In molte culture del medioevo...
Si parla di misteri ed enigmi soprannaturali, impossibili da risolvere se non da un uomo mandato dal divino o come minimo dal fato... Il mistero del sacro Graal..., il mito celtico di re Artù e la sua spada Excalibur, ambientata nel XIII secolo (vuoldire nel 1200) che è possibile forse, si sia sviluppato se non in Inghilterra, proprio in Italia, dopo la morte del cavaliere Galgano, in provincia di Siena a Chiusdino.

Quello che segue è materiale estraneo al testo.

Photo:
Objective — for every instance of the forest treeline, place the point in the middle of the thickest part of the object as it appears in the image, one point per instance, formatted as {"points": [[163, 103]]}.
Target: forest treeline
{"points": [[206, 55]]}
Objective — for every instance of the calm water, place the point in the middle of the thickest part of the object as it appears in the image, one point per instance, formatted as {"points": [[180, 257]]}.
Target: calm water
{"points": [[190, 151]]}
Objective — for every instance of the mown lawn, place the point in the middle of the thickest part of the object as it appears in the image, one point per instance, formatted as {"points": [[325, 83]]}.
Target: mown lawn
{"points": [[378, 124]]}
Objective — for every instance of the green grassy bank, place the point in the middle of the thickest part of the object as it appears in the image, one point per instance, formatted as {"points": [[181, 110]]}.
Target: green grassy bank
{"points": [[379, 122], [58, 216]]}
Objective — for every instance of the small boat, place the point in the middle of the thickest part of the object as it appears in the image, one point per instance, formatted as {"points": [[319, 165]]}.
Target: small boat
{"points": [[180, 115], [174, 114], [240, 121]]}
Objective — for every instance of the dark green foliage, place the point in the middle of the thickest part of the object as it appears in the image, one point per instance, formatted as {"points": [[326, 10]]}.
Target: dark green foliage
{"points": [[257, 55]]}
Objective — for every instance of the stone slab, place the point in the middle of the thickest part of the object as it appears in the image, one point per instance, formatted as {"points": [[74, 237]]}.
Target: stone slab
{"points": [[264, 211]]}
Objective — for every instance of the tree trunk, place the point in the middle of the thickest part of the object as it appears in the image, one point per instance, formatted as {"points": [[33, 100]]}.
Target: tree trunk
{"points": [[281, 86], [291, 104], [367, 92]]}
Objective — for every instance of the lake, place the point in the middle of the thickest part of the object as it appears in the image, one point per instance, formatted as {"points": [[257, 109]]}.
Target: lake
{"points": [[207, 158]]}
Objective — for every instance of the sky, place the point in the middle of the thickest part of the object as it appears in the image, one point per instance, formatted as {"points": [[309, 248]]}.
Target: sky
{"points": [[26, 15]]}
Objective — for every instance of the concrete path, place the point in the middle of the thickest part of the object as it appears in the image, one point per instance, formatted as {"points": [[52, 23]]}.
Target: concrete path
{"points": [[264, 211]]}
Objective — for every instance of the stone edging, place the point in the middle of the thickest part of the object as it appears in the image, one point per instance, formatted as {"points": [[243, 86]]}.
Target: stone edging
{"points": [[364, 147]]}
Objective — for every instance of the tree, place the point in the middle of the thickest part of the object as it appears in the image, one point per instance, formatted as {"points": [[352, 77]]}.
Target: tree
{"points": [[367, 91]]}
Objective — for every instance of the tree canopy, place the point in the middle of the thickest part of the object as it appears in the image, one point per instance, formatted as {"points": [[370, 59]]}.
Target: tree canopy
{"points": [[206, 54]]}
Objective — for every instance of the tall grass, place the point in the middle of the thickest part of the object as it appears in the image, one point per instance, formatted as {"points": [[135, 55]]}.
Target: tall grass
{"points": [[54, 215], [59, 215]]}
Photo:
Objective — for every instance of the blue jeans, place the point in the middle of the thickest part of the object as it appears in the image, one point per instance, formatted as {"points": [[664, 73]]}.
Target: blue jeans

La leggenda del cavaliere Galgano sembrerebbe una falsariga del racconto celtico della spada conficcata nella roccia, in realtà mai trovata se non nel racconto. A Chiusdino o sul luogo invece, è stata costruita una chiesetta, con una particolare volta dipinta con disegni concentrici bianchi e neri. Si potrebbe pensare ad una variazione della leggenda Arturiana, ma i dubbi sono rafforzati da una testimonianza incontestabile: non un semplice racconto leggendario, ma... una spada vera risalente al XII secolo è ancora oggi a Chiusdino, conficcata nella roccia!

Invertendo l' eterno corso sull onda.., narriamo di leggende e costumi medievali, solo apparentemente slegati dal contesto del vino, ma in realtà è vero proprio il contrario. La vita di ogni giorno, il consumo del vino, come sì facevano i calcoli in quel tempo, (con un pò di logica e buonsenso). Metteremo a confronto vino e matemetica moderna, con il vino e la matematica del glorioso "tempo dimenticato" .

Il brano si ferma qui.